552 views 6 replies 4 participants last post by  Firefury  
#1 ·
At our old house, we had Home Assistant set up to control the heating. The set up was using a zigbee relay for simple bang-bang control, using the Versatile Thermostat integration to control it.

Having now moved house, the new house already had a (terrible, very broken) Tado smart thermostat, which I need to rip out. So the plan is to again use HA to control the heating. This time, however, the boiler us a Worcester Greenstar 38cdi, which has an EMS bus, so can be modulated instead of a simple bang-bang control. I have bought an EMS <-> MQTT gateway (Running EMS-ESP firmware), through which I can successfully control the boiler.

I'm a bit confused about the boiler wiring, so wonder if anyone here has any insight/experience. Worcester do their own "FX/Sense" EMS-bus thermostat, which I'm not using, but its' installation manual is a good place to start. The boiler's Ln and Ls terminals are currently wired to the Tado controller for simple bang-bang control, and as far as I can tell these should be bridged together, which puts the boiler into heating mode by default, which can then be controlled through the EMS bus.

The sticking point is: if a the EMS gateway goes down, I don't particularly want the boiler to be stuck in its default heating mode. The boiler's service manual says that if it loses communication with the thermostat, it will stop with error A8, but no where in any of the installation manuals I actually see any step to tell the boiler that it is connected to a thermostat and that it should therefore stop with an error if it can't see the thermostat.

So am I missing something?
 
#2 ·
Can the boiler work out whether it is connected to a controller over the EMS bus automatically, so there doesn't need to be a separate configuration step?

Could you have HA controlling a relay that can operate the boiler in on/off mode so normally it's just on so it will use the EMS link but if the EMS link does stop working you can still control it that way as a backup?

We have a Tado; I always intended to add a Shelly between Tado and boiler so I could override it if the Tado stopped working for any reason, but never quite got round to it...
 
#6 ·
Well, I don't know.
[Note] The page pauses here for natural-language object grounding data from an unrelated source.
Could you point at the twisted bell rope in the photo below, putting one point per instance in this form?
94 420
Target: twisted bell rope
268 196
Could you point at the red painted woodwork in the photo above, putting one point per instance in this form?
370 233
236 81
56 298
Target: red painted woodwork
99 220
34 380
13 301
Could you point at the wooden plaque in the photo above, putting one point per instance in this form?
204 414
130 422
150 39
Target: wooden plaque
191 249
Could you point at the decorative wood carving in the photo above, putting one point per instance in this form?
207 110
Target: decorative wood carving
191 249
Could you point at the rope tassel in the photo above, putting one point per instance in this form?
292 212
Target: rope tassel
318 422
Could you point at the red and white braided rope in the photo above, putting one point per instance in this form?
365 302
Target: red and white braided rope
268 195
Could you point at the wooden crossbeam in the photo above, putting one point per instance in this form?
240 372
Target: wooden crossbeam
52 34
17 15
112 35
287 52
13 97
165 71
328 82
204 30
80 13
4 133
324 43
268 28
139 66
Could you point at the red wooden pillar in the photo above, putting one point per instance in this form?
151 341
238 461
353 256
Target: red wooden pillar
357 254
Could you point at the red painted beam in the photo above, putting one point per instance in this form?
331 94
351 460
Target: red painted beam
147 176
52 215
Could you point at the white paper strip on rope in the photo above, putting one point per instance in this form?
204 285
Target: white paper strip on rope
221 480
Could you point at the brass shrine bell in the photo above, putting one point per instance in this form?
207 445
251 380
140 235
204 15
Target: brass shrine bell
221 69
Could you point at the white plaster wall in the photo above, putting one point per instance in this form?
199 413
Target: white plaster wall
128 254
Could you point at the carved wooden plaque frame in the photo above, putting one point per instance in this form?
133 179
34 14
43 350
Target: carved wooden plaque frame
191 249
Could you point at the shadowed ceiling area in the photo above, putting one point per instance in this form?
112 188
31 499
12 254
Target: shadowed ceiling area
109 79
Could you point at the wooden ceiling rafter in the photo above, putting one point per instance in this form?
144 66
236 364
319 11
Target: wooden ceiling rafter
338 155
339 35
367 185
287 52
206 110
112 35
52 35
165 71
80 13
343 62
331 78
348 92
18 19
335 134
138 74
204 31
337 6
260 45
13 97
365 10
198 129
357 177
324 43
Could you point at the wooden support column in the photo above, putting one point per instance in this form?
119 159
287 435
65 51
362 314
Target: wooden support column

But there's pretty much nothing anyone can do to convince me that having your heating totally dependent on the internet and someone else's server working is a sane idea. And some searching of the Tado forums turns up far too many people saying things like "I've been without heating for a week so far in the middle of winter and Tado won't reply to my emails".
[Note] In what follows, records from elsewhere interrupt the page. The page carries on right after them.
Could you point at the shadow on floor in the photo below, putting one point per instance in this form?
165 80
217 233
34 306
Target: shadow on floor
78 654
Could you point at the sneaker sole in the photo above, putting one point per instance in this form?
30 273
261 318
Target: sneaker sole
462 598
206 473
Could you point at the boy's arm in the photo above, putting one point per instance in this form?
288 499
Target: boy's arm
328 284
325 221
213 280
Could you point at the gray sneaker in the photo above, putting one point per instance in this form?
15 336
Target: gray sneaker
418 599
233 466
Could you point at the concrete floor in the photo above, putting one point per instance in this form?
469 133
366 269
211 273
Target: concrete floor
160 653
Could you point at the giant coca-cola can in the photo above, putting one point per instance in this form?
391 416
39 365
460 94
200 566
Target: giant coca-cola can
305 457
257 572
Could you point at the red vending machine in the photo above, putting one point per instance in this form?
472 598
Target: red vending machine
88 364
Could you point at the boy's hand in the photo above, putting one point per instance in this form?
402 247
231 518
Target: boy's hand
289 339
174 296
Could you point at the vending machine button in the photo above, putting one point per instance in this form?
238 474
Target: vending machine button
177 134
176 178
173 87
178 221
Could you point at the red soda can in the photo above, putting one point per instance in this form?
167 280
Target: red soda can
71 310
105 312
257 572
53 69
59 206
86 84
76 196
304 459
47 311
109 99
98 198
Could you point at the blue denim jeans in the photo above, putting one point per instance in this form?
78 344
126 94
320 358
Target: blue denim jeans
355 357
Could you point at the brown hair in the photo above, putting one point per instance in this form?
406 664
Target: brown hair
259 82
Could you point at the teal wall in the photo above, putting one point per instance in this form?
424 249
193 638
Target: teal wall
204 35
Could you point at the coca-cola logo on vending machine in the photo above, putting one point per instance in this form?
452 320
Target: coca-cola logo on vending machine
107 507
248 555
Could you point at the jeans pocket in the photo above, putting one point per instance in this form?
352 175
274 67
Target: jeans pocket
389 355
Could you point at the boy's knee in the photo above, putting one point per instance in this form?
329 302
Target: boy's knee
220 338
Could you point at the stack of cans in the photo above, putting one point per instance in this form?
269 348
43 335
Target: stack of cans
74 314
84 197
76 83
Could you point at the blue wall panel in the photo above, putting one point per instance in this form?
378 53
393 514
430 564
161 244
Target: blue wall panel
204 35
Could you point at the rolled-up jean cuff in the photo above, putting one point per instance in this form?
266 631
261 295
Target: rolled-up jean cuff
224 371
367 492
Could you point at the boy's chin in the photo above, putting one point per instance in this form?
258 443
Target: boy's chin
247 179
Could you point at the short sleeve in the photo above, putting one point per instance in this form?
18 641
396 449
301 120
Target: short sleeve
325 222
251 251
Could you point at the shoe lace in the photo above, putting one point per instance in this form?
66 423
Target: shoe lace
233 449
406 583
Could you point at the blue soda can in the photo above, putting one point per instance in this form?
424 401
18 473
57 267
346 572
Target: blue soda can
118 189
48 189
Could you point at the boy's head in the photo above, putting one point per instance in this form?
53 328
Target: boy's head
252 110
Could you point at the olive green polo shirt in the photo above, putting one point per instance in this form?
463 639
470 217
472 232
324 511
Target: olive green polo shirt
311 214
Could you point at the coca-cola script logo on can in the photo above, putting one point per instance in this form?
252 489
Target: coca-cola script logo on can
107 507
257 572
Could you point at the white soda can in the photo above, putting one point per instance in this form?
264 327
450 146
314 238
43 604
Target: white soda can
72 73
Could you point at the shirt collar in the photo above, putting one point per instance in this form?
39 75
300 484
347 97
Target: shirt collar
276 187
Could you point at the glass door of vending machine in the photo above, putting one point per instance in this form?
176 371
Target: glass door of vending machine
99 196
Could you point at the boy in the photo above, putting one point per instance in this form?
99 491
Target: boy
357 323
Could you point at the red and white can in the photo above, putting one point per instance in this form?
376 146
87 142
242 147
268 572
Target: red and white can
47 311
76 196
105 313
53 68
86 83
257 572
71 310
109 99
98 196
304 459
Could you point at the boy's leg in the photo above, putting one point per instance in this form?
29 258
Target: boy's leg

When we moved into this house, the heating was all set up with Tado, but (since we had just moved in) we were without internet for a week, which meant that we couldn't turn the heating on. Once our internet was installed, I tried to get the Tado system working, but just couldn't get it to work properly: the app would say that the heating is running because the set point is 19° and the room temperature is 15°, which seems fine, except the boiler wasn't running and the thermostat itself said "off". Despite lots of button pushing, I could not get the thermostat do do anything other than say "off". Eventually I decided to factory reset the thermostat and re-pair it, except it won't pair with the gateway. There is no kind of log that might tell you why it won't pair, it just says nope.

So my experience with the Tado system has done nothing but re-enforce my initial belief that the whole idea is nonsense and I would prefer to run something that I am in control of and stand some chance of debugging if it goes wrong.
 
#4 ·
I’m curious on what you intend to do in terms of control logic that make the change between relay control or bus control any “better”? Other than perhaps avoiding the need for some external (to the boiler) temperature sensors to read flow and return temps, then even with on-off control the boiler still modulates based on the measured differential betwenn its own flow & return sensors.
 
#5 ·
Other than perhaps avoiding the need for some external (to the boiler) temperature sensors to read flow and return temps, then even with on-off control the boiler still modulates based on the measured differential betwenn its own flow & return sensors.
We have a WB Greenstar i30-something boiler as well; I vaguely remember reading its minimum power was something ridiculous like 9kw anyway, so even if it can modulate down when using EMS I always wondered if it can actually modulate down far enough to actually make any difference.

You could change the flow temperature manually but ours really didn't like setting it below about 40 degrees, it would just decide to pump round room temperature water for ages without actually turning the burner on.